13ft – A site similar to 12ft.io but self-hosted
What 13ft Is and How It Works
- Self‑hosted clone of 12ft.io that fetches pages with a Googlebot‑like user agent and strips ads/popups/paywalls.
- Some like using it as a shareable “clean” article relay for friends or across devices.
- Author states it was a quick proof‑of‑concept, not meant to be perfect.
Effectiveness and Technical Limitations
- Mixed reports: works for some sites (including NYT for some users), but fails or only works once for others.
- Many note big publishers likely validate Googlebot via IP / DNS or Cloudflare/WAF rules, making simple UA spoofing unreliable.
- Some suspect sites asynchronously blacklist IPs that fake Googlebot.
- Others are surprised any site still trusts the UA string alone.
Alternatives and Browser‑Side Approaches
- Many use archive.org / archive.today / archive.is / archive.ph to bypass paywalls and preserve content.

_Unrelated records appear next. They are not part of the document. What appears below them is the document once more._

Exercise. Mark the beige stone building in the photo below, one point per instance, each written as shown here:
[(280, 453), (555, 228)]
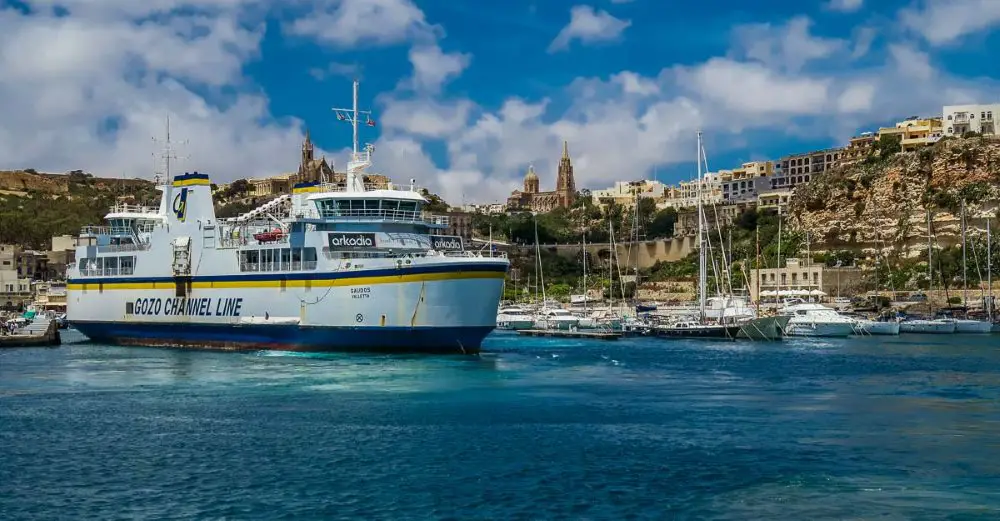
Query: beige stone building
[(804, 278)]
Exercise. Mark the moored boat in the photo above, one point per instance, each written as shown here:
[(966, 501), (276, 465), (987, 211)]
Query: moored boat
[(351, 267), (928, 327)]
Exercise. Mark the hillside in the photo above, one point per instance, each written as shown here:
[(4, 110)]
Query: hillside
[(883, 202)]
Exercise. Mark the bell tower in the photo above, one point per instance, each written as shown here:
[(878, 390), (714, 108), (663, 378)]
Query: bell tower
[(565, 184), (307, 150)]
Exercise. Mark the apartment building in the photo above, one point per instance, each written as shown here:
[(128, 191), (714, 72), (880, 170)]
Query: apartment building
[(801, 168), (744, 183), (858, 148), (959, 119)]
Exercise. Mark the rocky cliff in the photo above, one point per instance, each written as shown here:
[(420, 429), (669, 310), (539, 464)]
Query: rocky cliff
[(882, 203)]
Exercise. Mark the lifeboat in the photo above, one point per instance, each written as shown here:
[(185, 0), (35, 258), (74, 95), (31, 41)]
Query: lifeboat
[(270, 236)]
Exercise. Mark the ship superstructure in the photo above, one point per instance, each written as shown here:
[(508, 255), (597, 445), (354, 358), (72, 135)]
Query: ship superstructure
[(326, 267)]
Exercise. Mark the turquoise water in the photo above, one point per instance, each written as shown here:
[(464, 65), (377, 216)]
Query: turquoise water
[(891, 428)]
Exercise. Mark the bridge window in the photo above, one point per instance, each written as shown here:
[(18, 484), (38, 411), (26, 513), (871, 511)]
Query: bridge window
[(107, 266), (278, 259)]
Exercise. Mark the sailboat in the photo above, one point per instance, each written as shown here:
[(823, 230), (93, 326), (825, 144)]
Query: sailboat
[(918, 325), (966, 325), (700, 327)]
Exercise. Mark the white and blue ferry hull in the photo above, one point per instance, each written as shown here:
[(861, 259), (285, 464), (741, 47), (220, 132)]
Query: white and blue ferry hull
[(443, 308)]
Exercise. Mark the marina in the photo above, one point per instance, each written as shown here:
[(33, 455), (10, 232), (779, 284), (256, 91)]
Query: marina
[(573, 333)]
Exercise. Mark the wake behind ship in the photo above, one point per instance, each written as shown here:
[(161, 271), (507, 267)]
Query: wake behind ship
[(327, 267)]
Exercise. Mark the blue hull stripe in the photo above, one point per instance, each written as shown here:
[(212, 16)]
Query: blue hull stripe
[(409, 270), (289, 337)]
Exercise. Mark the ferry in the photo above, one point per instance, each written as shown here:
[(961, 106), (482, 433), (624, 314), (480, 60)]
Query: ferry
[(327, 267)]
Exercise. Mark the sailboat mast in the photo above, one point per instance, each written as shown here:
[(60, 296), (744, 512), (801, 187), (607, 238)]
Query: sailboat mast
[(965, 277), (585, 270), (538, 253), (701, 241), (757, 273), (989, 272), (930, 248), (778, 265)]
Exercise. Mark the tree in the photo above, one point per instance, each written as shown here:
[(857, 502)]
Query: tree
[(434, 202)]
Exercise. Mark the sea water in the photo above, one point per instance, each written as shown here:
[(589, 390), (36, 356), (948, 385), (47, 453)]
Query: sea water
[(882, 427)]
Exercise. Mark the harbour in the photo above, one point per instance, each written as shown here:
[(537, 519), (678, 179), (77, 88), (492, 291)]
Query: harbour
[(867, 427)]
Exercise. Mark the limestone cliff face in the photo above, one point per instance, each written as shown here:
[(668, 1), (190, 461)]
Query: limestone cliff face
[(882, 204)]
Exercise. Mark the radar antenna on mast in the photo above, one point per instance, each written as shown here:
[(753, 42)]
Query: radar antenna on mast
[(359, 161), (166, 155)]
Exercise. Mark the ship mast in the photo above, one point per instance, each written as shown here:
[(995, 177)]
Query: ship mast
[(359, 161)]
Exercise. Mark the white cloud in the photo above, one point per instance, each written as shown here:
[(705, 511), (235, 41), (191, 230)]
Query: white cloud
[(432, 67), (857, 97), (845, 6), (864, 37), (425, 117), (944, 22), (347, 23), (790, 46), (89, 88), (911, 63), (346, 70), (751, 88), (588, 26)]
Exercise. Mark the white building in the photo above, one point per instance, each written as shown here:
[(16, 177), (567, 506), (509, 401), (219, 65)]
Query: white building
[(959, 119)]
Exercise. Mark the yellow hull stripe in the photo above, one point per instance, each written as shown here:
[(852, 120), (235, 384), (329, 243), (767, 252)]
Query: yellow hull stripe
[(328, 283), (192, 182)]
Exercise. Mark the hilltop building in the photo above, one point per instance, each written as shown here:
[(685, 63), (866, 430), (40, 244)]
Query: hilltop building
[(959, 119), (914, 132), (859, 148), (537, 201), (624, 193)]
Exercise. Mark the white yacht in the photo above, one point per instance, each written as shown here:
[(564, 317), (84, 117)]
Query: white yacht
[(876, 327), (556, 318), (930, 327), (972, 326), (514, 318), (808, 319)]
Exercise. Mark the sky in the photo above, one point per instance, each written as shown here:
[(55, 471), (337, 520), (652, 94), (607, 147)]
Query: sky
[(467, 93)]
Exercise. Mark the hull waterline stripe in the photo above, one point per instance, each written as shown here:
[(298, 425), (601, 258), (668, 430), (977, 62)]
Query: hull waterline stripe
[(290, 283)]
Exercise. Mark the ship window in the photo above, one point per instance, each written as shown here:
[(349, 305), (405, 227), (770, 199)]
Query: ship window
[(111, 265), (127, 265)]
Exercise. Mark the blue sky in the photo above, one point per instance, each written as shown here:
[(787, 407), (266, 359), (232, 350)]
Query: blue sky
[(468, 93)]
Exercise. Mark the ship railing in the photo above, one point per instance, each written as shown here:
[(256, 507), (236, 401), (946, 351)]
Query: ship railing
[(113, 248), (342, 187), (476, 254), (276, 266), (133, 208), (406, 216)]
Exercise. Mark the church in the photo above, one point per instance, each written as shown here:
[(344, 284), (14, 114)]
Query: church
[(532, 199), (312, 170)]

- Popular tools: Bypass Paywalls Clean (now DMCA‑targeted and mirrored in Russia), user‑agent switcher extensions, Requestly‑style header rewriting, Firefox about:config overrides.
- uBlock Origin, NoScript, Pi‑hole, and similar are recommended for ads/popups and tracking, but they don’t usually defeat hard paywalls.
- iOS limitations (WebKit requirement, weaker extension model) push some toward server‑side or shortcut‑based workarounds.
Ethical and Legal Debate
- Strong split between those who see paywall bypassing as close to theft and those who see it as fair use given:
- Poor UX (ads, trackers, popups, hard‑to‑cancel subs).
- Desire to read only a handful of articles across many outlets.
- Publishers whitelisting search bots while blocking regular users.
- Some liken it to piracy; others argue no “taking” occurs, only copying, and point to publishers’ own cloaking as a “bait and switch.”
Search Engines, Cloaking, and Google’s Role
- Several argue that showing free content to Googlebot but paywalled content to users should violate search policies (cloaking) and that paywalled content shouldn’t be indexed.
- Others defend current practice as necessary to fund journalism while keeping articles discoverable.
- Discussion extends into Googlebot IP verification, Cloudflare behavior, and antitrust concerns around exclusive data access (e.g., Reddit deals).
Business Models, Pricing, and Access
- Many say they pay for a few core publications but cannot afford or justify dozens more just for occasional articles.
- Strong interest in:
- Micropayments / pay‑per‑article.
- Netflix/Spotify‑style news bundles.
- Library‑mediated access (PressReader, NYT day‑passes), which some report as working well in various countries.
- Some propose universal syndication funded via taxes or ISP‑level fees; others worry about giving ISPs more power.